If the issue is case sensitivity (which can be a problem when checking out to a Mac, as well as Windows) and you don't have the option of checking out onto a *nix system, the following should work. Here's the process from the beginning:

% svn co http://[domain]/svn/mortgages mortgages

(Checkout ensues… then…)

svn: In directory 'mortgages/trunk/images/rates'
svn: Can't open file 'mortgages/trunk/images/rates/.svn/tmp/text-base/Header_3_nobookmark.gif.svn-base': No such file or directory

Here SVN is trying to check out two files with similar names that differ only by case - Header_3_noBookmark.gif and Header_3_nobookmark.gif. Mac filesystems default to case insensitivity in a way that causes SVN to choke in situations like this. So...

% cd mortgages/trunk/images/rates/
% svn up
svn: Working copy '.' locked
svn: run 'svn cleanup' to remove locks (type 'svn help cleanup' for details)

However, running svn cleanup doesn't work, as we know.

% svn cleanup
svn: In directory '.'
svn: Error processing command 'modify-wcprop' in '.'
svn: 'spacer.gif' is not under version control

spacer.gif isn't the problem here… It just can't move past the previous error to the next file. So I deleted all of the files from the directory other than .svn, and removed the SVN log. This made cleanup work, so that I could check out and rename the offending file.

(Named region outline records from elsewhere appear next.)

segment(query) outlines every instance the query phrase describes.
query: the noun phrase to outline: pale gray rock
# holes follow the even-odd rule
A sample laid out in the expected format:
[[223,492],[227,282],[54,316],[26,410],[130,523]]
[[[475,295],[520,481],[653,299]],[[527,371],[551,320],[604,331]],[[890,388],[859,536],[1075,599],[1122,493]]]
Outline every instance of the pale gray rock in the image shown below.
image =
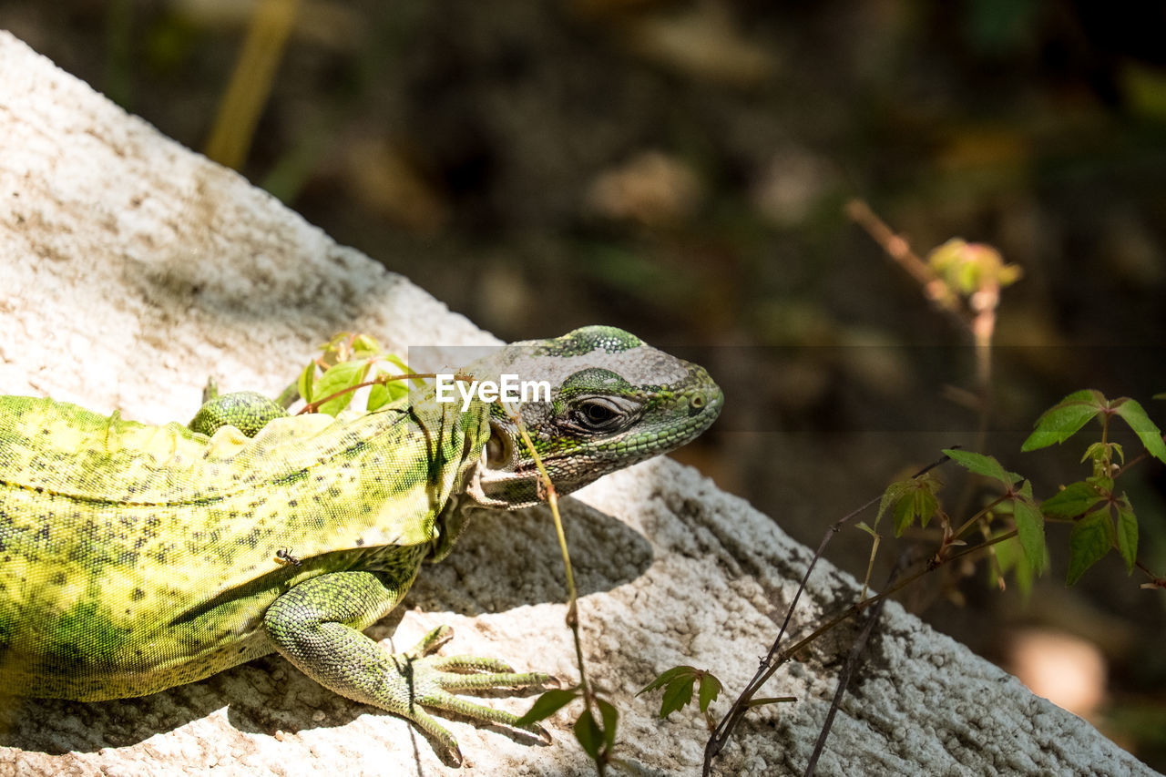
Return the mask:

% rm *; rm -rf .svn/log; svn cleanup
% svn up Header_3_nobookmark.gif
A    Header_3_nobookmark.gif
Updated to revision 1087.
% svn mv Header_3_nobookmark.gif foo
A         foo
D         Header_3_nobookmark.gif
% svn up
A    spacer.gif
A    Header_3_noBookmark.gif

Following this, I was able to go back to the root directory of the project, and run svn up to check out the rest of it.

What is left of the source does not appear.